Eksik istihdam koşulları altında çalışanlar açısından, tablo ayrıca iki türlü açıklanmaktadır. Birincisi, “düşük ücretler/koşullar” olarak adlandırılan, insanların tam zamanlı, genellikle uzun süreli, çok düşük ücretlerde ve düşük çalışma koşullarında ve resmî sözleşme düzenlemeleri olmadan çalıştırıldığı durumları ifade eder.
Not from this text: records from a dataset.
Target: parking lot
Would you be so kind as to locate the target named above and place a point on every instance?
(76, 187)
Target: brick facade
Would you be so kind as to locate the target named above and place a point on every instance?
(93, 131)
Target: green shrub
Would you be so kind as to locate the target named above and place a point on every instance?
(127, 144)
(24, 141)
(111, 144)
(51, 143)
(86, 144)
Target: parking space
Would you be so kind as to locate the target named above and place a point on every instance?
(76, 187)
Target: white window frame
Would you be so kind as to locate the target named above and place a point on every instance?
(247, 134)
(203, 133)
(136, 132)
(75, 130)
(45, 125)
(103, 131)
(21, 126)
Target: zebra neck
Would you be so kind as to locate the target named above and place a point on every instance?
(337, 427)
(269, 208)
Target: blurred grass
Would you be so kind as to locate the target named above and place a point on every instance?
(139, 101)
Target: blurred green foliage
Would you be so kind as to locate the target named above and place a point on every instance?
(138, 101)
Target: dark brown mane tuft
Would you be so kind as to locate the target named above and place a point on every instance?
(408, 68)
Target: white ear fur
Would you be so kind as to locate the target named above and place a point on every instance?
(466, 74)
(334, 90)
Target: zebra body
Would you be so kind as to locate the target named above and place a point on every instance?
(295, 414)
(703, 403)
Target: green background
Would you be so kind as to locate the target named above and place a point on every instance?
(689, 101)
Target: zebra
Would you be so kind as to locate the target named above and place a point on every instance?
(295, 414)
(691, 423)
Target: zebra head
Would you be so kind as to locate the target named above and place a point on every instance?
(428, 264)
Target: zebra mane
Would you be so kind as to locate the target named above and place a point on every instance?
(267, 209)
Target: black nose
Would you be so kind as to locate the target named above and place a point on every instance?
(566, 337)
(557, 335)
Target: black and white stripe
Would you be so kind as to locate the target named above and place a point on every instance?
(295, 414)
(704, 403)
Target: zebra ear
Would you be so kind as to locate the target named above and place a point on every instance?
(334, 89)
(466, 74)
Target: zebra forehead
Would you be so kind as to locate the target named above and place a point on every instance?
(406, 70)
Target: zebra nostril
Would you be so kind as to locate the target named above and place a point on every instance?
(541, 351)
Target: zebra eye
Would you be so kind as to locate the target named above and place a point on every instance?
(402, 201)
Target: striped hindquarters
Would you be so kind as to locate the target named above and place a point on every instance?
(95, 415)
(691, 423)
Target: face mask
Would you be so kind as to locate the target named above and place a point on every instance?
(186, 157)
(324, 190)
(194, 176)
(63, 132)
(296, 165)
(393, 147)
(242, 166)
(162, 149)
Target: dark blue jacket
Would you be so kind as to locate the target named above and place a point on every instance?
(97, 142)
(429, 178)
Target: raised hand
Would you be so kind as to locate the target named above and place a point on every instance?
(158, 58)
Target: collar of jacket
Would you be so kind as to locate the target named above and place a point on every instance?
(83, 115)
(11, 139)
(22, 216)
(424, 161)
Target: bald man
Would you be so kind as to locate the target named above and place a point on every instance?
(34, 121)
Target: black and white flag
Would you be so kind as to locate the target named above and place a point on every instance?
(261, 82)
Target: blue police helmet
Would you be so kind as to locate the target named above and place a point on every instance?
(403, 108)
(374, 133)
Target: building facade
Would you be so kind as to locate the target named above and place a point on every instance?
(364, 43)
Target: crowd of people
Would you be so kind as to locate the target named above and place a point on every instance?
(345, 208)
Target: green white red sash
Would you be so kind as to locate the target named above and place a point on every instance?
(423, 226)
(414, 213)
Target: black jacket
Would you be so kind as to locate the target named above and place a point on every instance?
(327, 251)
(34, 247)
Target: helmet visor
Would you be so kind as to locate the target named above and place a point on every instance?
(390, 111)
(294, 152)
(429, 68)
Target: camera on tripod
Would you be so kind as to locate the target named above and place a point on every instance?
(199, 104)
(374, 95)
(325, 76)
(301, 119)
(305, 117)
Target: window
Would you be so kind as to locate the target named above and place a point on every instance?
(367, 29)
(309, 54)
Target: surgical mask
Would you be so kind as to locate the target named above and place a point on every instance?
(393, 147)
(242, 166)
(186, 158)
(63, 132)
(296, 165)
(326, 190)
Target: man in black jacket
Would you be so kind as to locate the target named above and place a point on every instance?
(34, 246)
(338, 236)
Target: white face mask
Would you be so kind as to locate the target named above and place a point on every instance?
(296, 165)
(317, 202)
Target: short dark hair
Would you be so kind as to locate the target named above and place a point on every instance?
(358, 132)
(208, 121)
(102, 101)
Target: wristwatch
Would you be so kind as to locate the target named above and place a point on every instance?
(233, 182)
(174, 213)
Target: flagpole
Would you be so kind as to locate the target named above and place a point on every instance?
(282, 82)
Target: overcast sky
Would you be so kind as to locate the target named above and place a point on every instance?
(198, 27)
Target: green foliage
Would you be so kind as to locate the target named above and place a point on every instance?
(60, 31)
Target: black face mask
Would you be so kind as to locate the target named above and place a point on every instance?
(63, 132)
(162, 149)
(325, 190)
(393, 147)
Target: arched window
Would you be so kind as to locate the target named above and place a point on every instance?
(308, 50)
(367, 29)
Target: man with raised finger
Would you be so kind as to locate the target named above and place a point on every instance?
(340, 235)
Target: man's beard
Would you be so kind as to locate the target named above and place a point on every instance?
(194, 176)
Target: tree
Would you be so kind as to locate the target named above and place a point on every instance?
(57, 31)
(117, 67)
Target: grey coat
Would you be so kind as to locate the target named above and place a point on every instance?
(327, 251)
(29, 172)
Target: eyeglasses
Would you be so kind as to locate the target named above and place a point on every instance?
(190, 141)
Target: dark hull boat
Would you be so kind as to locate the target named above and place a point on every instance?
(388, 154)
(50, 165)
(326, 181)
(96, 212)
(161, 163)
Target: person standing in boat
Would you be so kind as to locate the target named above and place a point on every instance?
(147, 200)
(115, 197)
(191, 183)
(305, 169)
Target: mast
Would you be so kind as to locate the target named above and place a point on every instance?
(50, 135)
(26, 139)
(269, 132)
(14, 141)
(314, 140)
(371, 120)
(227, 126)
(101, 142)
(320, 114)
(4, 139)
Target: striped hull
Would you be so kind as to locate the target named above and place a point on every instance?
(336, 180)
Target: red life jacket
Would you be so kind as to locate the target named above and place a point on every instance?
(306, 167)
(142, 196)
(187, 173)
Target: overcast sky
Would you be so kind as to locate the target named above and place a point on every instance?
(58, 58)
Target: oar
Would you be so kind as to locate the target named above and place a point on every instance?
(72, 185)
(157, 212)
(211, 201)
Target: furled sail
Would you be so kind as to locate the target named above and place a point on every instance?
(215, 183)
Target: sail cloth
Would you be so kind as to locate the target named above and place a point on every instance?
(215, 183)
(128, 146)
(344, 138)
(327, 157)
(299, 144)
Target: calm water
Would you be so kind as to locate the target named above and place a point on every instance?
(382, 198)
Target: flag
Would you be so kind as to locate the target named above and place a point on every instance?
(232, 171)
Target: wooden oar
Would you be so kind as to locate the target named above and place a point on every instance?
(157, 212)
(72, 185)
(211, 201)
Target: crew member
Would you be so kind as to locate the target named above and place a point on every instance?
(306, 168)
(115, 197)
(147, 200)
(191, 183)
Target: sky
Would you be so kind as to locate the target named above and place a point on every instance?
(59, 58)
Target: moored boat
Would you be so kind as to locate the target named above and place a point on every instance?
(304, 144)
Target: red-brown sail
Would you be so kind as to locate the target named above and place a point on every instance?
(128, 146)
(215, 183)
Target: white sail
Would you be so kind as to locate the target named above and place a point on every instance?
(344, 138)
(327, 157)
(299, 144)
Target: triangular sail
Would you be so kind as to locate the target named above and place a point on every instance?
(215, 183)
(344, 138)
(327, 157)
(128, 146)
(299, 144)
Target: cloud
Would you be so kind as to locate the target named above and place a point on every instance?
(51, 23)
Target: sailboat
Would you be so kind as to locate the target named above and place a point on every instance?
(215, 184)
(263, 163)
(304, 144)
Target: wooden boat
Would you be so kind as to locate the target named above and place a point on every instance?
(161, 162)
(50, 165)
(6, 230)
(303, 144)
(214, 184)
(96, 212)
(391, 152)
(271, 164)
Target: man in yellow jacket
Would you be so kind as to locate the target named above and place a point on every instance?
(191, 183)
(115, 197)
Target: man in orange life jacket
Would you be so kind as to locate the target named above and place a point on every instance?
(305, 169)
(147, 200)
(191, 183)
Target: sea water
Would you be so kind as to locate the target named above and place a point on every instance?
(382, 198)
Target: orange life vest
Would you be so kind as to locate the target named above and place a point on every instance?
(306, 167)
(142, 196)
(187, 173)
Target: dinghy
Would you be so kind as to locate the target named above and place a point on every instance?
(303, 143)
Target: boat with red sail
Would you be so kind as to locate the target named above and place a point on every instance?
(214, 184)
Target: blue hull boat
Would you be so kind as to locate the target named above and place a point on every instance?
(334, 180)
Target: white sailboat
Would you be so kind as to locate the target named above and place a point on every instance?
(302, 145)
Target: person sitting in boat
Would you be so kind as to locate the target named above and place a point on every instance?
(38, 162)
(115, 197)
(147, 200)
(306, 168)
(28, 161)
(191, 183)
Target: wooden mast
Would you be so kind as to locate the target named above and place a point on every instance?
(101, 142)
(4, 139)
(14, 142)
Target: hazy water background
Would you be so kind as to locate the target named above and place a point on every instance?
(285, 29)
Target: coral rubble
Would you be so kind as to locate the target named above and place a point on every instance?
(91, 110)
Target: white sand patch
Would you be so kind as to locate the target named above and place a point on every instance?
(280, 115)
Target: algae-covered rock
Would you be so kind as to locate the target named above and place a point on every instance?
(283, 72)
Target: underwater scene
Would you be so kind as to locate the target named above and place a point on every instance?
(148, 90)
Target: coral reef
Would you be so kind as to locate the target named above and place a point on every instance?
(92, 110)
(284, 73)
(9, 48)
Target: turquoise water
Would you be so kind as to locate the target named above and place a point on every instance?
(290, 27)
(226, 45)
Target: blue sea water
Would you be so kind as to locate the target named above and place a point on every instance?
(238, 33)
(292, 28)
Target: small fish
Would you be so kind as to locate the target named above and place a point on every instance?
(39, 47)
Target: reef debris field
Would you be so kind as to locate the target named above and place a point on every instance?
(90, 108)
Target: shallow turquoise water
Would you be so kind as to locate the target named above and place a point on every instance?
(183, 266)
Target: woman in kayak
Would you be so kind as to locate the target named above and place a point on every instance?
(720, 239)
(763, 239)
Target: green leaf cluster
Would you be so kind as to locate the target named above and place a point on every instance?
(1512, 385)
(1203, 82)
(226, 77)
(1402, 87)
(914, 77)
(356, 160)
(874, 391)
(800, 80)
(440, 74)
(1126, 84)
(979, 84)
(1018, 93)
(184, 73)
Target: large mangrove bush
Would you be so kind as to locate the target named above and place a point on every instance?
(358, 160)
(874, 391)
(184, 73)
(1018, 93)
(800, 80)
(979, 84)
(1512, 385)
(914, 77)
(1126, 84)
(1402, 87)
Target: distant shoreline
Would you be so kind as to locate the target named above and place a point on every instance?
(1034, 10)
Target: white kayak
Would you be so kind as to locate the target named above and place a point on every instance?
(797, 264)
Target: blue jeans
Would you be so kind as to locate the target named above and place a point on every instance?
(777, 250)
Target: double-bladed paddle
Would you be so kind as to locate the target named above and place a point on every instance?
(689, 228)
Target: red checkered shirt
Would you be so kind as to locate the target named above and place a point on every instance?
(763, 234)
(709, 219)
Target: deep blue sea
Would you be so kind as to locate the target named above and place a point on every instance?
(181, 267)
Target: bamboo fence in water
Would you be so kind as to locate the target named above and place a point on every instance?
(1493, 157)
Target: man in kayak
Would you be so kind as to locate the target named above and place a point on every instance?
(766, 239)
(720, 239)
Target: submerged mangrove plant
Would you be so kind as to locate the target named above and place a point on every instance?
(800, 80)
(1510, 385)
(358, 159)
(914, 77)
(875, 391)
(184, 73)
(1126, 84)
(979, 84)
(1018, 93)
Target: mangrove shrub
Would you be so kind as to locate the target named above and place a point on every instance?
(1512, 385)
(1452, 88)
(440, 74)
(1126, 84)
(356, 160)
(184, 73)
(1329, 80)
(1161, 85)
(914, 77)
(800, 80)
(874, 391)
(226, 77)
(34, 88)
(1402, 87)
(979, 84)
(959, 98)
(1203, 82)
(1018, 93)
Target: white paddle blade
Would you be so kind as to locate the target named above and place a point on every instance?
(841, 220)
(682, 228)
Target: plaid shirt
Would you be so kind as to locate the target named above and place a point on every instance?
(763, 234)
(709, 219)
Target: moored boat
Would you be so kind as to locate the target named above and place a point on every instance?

Gelişmekte olan birçok ülkede, bu tür çalışma koşulları, insanların tam zamanlı çalıştıkları (genellikle fazla mesai de yaptıkları) ancak yoksulluk sınırının altında kaldıkları durumlar ile sonuçlanır. Onlar “çalışan fakirlerin” bir parçasıdır. Çoğu durumda, bu tür bir istihdam durumu iş mevzuatına uymaz ve özellikle asgari ücretler de göz ardı edilmektedir (bir işçinin verimliliğigenellikle daha yüksek ücretler gerektirebilir.

S

Kayıt dışı çalışma ne demektir?

Kayıt dışı çalışma yaptığı işten dolayı herhangi bir sosyal güvenlik kuruluşuna kayıtlı olmayanlardır. Hane halkı gelirinin nasıl dağıldığının analizi de çalışanların yapısını daha iyi anlamak için yardımcı olabilir (kayıt dışı yarı zamanlı çalışma, kayıt dışı ekonomide serbest meslek).

S

İşsizlik oranı bazen “doğal oran” olarak da adlandırılmaktadır.  Buna göre doğal işsizlik oranı ne demektir?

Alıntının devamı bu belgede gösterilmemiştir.